Pengamat politik sekaligus Direktur Parameter Politik Indonesia, Adi Prayitno, menilai sikap Jokowi merupakan sinyal terbuka kepada publik. Terutama bagi mereka yang selama ini menganggap pamor politiknya mulai memudar setelah tak lagi duduk di kursi presiden.

Menurut Adi, komitmen Jokowi untuk bekerja maksimal demi PSI menunjukkan bahwa mantan kepala negara itu masih ingin membuktikan dirinya tetap punya daya tarik politik. Ujian sesungguhnya akan terlihat pada hasil Pemilu 2029.

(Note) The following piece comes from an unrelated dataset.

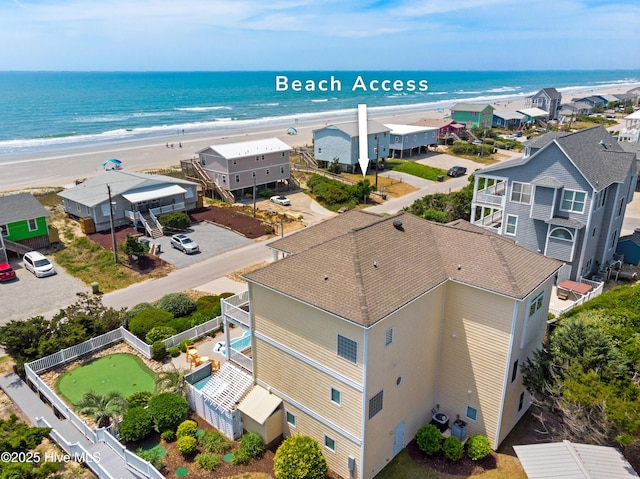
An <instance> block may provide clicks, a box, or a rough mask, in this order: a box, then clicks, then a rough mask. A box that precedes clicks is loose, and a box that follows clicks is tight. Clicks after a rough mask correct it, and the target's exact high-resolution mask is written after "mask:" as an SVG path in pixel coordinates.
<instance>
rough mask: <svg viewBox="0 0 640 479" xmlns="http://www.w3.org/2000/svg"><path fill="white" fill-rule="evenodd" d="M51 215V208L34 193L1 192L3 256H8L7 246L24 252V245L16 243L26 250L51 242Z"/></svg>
mask: <svg viewBox="0 0 640 479" xmlns="http://www.w3.org/2000/svg"><path fill="white" fill-rule="evenodd" d="M48 217H49V211H47V209H46V208H45V207H44V206H42V205H41V204H40V202H39V201H38V200H37V199H36V198H35V197H34V196H33V195H32V194H31V193H17V194H10V195H6V196H0V234H1V235H2V241H0V248H2V250H3V251H0V259H2V258H3V257H4V259H5V260H6V252H5V251H4V249H5V248H6V249H7V250H9V251H14V252H21V253H24V251H25V249H23V248H20V246H15V245H14V243H18V244H19V245H22V246H24V247H25V248H26V251H29V250H31V249H39V248H46V247H47V246H49V244H50V240H49V224H48V220H47V218H48ZM18 250H20V251H18Z"/></svg>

Ia menyebut langkah tersebut layaknya sebuah taruhan politik dengan risiko yang tidak kecil. Sebab, keberhasilan atau kegagalan PSI menembus parlemen bakal ikut menentukan bagaimana publik menilai kekuatan politik Jokowi di masa depan.

Jika PSI berhasil melampaui ambang batas parlemen, kata Adi, banyak pihak akan melihat bahwa pengaruh Jokowi belum benar-benar hilang. Dukungan yang ia berikan dianggap masih mampu menggerakkan suara pemilih.

Sebaliknya, apabila target itu tak tercapai, penilaian terhadap kekuatan politik Jokowi tentu bisa berubah. Karena itu, hasil Pemilu 2029 diperkirakan menjadi momen penting untuk mengukur seberapa besar efek elektoral mantan presiden tersebut.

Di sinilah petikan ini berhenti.